Social Media Bot Detection - Reject a significant amount of noise from Twitter

Social media provide very large quantities of georeferenced observations and this almost in real time. From such data, events, hotspots (trends) and anomalies can be identified. Furthermore, a spatio-temporal signal can be extracted over longer periods of time, which correlates strongly with socio-demographic factors and behaviors.

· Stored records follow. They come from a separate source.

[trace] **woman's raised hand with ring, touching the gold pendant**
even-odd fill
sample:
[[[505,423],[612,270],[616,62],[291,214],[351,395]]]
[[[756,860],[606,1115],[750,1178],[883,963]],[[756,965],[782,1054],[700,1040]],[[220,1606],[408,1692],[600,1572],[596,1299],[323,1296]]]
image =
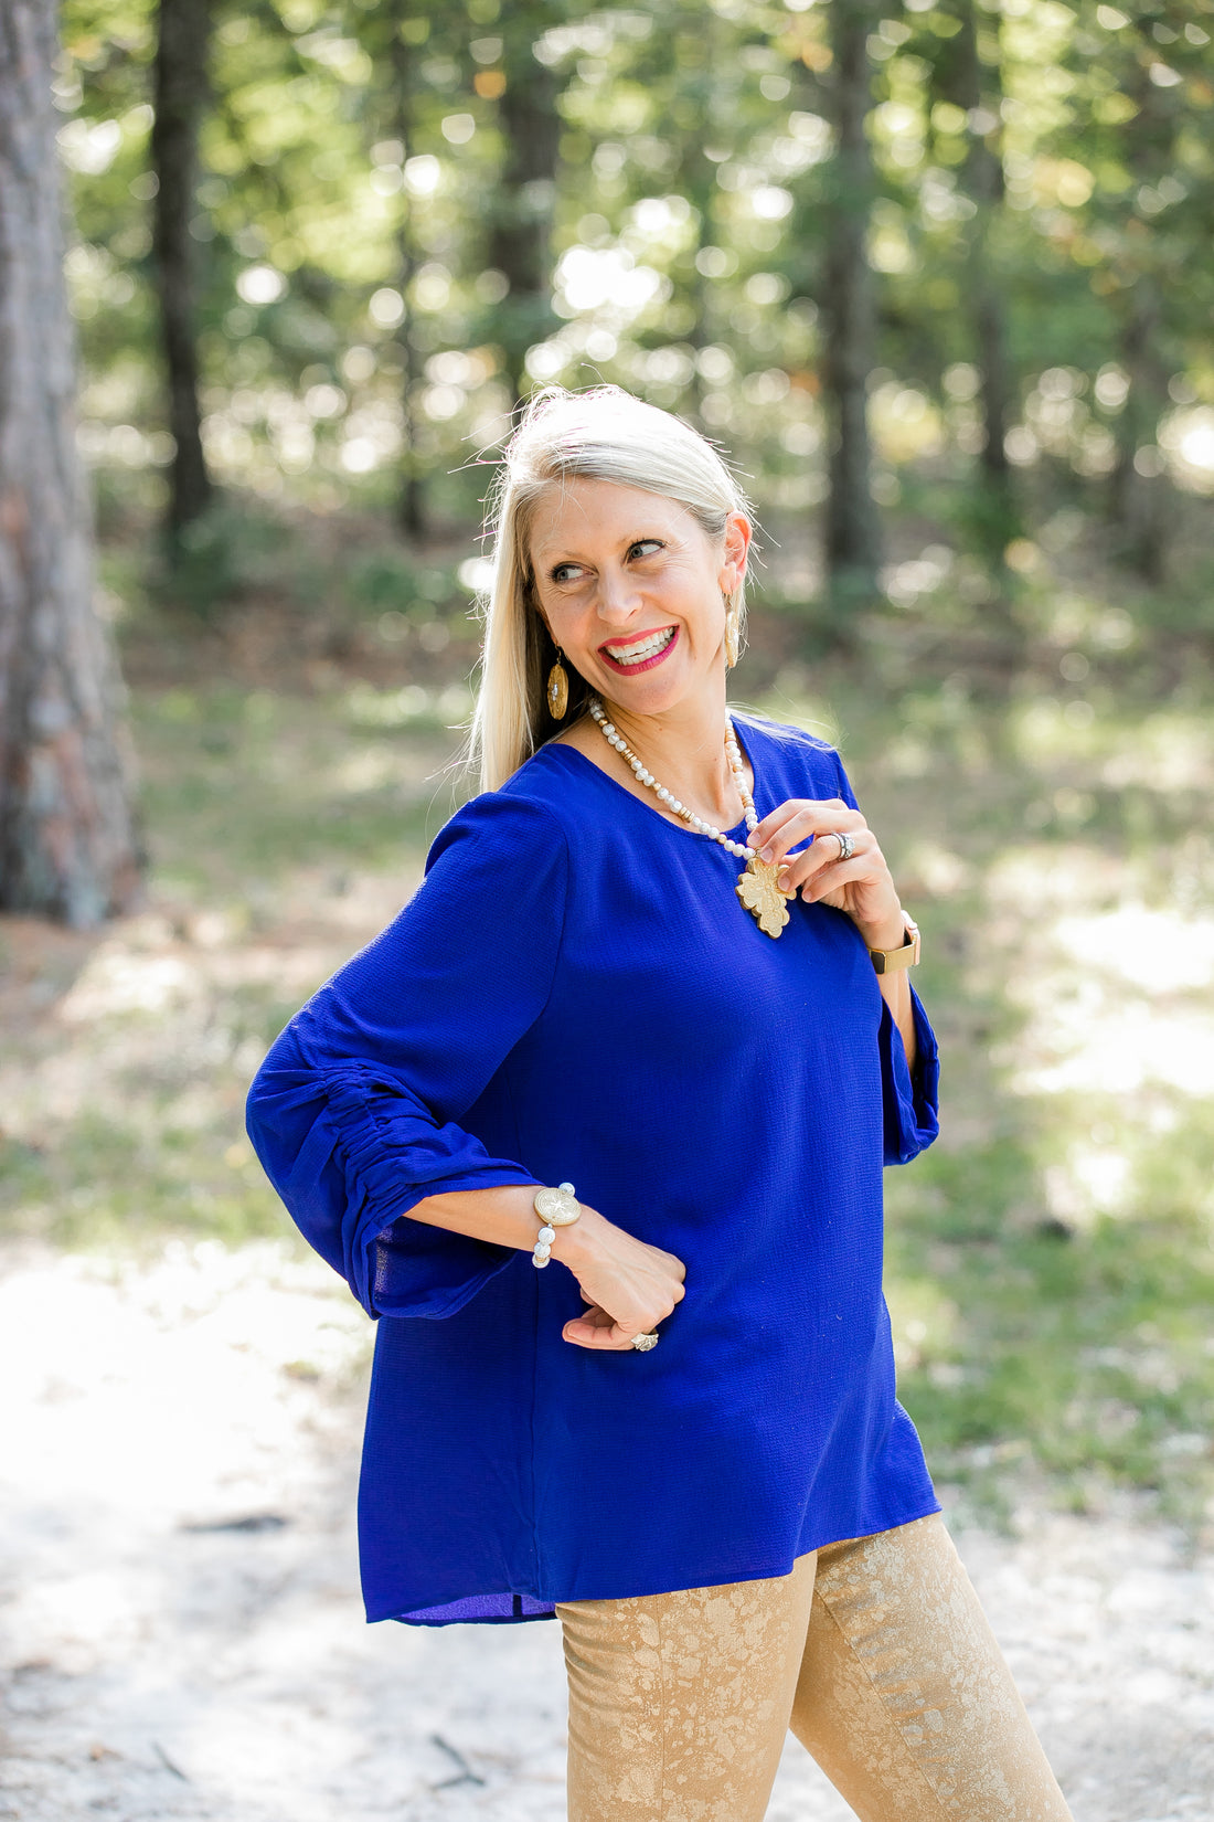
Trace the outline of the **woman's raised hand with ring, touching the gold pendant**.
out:
[[[834,834],[852,838],[852,858],[839,860]],[[788,856],[799,842],[810,845]],[[877,838],[843,798],[788,798],[748,836],[763,860],[777,864],[781,891],[806,904],[846,911],[870,949],[895,949],[905,937],[903,907]],[[788,858],[784,858],[788,856]]]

Such a covariate can then be used together with other data to introduce additional selectivity into a data-driven analysis based on measurements. We use such data in research for the resolution of ambiguities, as input for simulations, and for the analysis of microscopic and macroscopic sensor data related to the human population.

Movement Data

Mobility analysis in San Francisco shows expected traffic load in the area

Movement data is a very useful resource of spatial knowledge. This is because movement manifests the daily routines in cities, the movement of goods and commodities, the social behavior of wild animals and many other aspects that we want to understand. However, movement data are also particularly difficult to process. In this context, our task is to provide application-ready algorithms for the analysis of movement data that combine correctness, validity and efficiency. This area also includes aspects of motion detection, e.g. for indoor positioning and for comparing movements in complex spaces (e.g. in constrained free space). For this field, we provide a collection of the most important algorithms as a library for research and application in addition to individual methods in research with libTrajcomp.